The Origin 200 consists of one or two modules. In configurations with two modules, the NUMAlink 2 (originally CrayLink) interconnection fabric is used to connect the two modules together. Using two modules, the Origin 200's capabilities (the number of processors, the amount of memory, etc.) is doubled. The Origin 200 and the Origin 200 GIGAchannel enclosures can be configured as a tower with "skins" that covered the bare metal for cosmetic purposes, or as a rackmountable enclosure compatible with 19- or 21-inch racks.
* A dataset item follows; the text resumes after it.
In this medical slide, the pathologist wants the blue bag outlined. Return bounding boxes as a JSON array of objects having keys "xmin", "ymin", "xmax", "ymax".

An optional drive enclosure that holds up to six 3.5-inch drives and either one full-height 5.25-inch drive or two half-height 5.25-inch drives can also be added.

== Module ==

Each module contains a motherboard, seven 3.5-inch drive bays and two 5.25-inch drive bays. In configurations where an Origin 200 GIGAchannel expansion cabinet is used, the module also contains a Crosstown board that plugs into the motherboard. Each module was limited to two CPUs.

=== Motherboard ===

The motherboard contains the Hub ASIC, a PCI bridge, two SCSI controllers, two UARTs and an Ethernet controller. The PCI bridge provides the PCI bus for the three PCI-X slots and the I/O controllers.

=== Processor ===

The processor(s) are located on a PIMM (Processor-Included Memory Module) that plugs into the motherboard. When first introduced, the Origin 200 supported one or two R10000 processors with 1 or 4 MB L2 cache each. In August 1998, an upgraded PIMM featuring the 225 MHz R10000 processors was introduced. Later, 270 MHz R12000 processors became available. The PIMMs come in two versions: single processor and dual processor. It is not possible to upgrade these systems to a dual processor system by using two single processor PIMMs, as there is only one PIMM connector on the motherboard.

=== Memory ===

The motherboard supports 32 MB to 2 GB of memory through eight DIMM slots organised into four banks. DIMMs with capacities of 16, 32, 64 and 256 MB are supported. DIMMs must be installed in pairs.

== GIGAchannel ==

The Origin 200 GIGAchannel is an expansion cabinet that connects to the Origin 200 modules via two XIO cables. It provides an additional four PCI-X slots and five XIO slots. The GIGAchannel contains a Crossbow (Xbow) ASIC, which is an eight-port crossbar provides the five datapaths to the five XIO slots and a single datapath to PCI bridge. The remaining two ports on the ASIC are connected to the XIO connectors used to interface the subsystem to the Origin 200 modules.